The UMP is particularly critical of the fact that there was insufficient political dialogue. They probably mean not enough preliminary blah-blah with the European partners, which would have slowed things down nicely and given the bad guys more than enough time to reach the centre of Bamako. The real problem, recognised across the political spectrum, is to envisage how the situation is going to evolve, as a highly mobile, well-armed enemy takes advantage of the desert terrain and refuses to engage in a classic confrontation.
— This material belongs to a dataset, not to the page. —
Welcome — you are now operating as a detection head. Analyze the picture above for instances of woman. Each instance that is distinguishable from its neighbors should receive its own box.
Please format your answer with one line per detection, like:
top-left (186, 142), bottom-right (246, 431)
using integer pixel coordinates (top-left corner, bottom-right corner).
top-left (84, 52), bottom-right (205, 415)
Right wing Le Figaro looks ahead to this week's Franco-German summit in Berlin. Figaro thinks the wheels have come off the Merkel-Hollande tandem, and that not everyone is pedalling at the same speed or even steering in the same direction.
Expect disagreement on just about everything . . . Europe, the banks, money, social democracy, Mali . . . followed by a diplomatic final communiqué and a distant hug involving the two smiling leaders. That's how the neighbours have been doing things since Adenaur and De Gaulle signed the so-called reconciliation treaty fifty years ago.
Communist l'Humanité looks back to a different anniversary, François Hollande's speech to socialist party faithful 12 months ago at which he promised to take on the world of high finance, and put manners on the bad-guy bankers. He hasn't, says L'Huma, and it's not just the local fat cats who got off the hook. Hollande has also failed to re-orient Europe's financial misfortunes.
One of the weekend editorials in Le Monde considers the tragic hostage-taking and subsequent military action at the Algerian gas facility known as In Amenas.
The article, written before the extent of the carnage began to become evident, warns that there are least two errors to be avoided in analysing the tragic events in the east Algerian desert.
In the first place, says the centrist daily, there is no direct link between the French military intervention in Mali and the hostage-taking in Algeria. The activists responsible for the In Amenas attack came from Libya, not Mali, and are lead by an Algerian, Mokhtar Belmokhtar. The operation was not suddenly planned and put in motion in the 48 hours following the first French air raids in the Malian sahel.
In the second place, it is unwise to explain the recent explosion of jihadist activity across the sahel as the direct consequence of the collapse of the Kadhafi regime in Libya. Certainly many of the weapons currently in use by various regional armed groups came from the Libyan dictator's bunkers. But the roots of the holy war go back at least as far as the Algerian civil war in the '90s.
And now the region is ravaged by various forms of religious fanaticism, banditry, drug-trafficking, nationalism and opportunistic violence. The security of the entire sub-Saharan region is deeply threatened.
That on its own, says Le Monde, would be a good reason for her European partners not to leave France alone on the front line.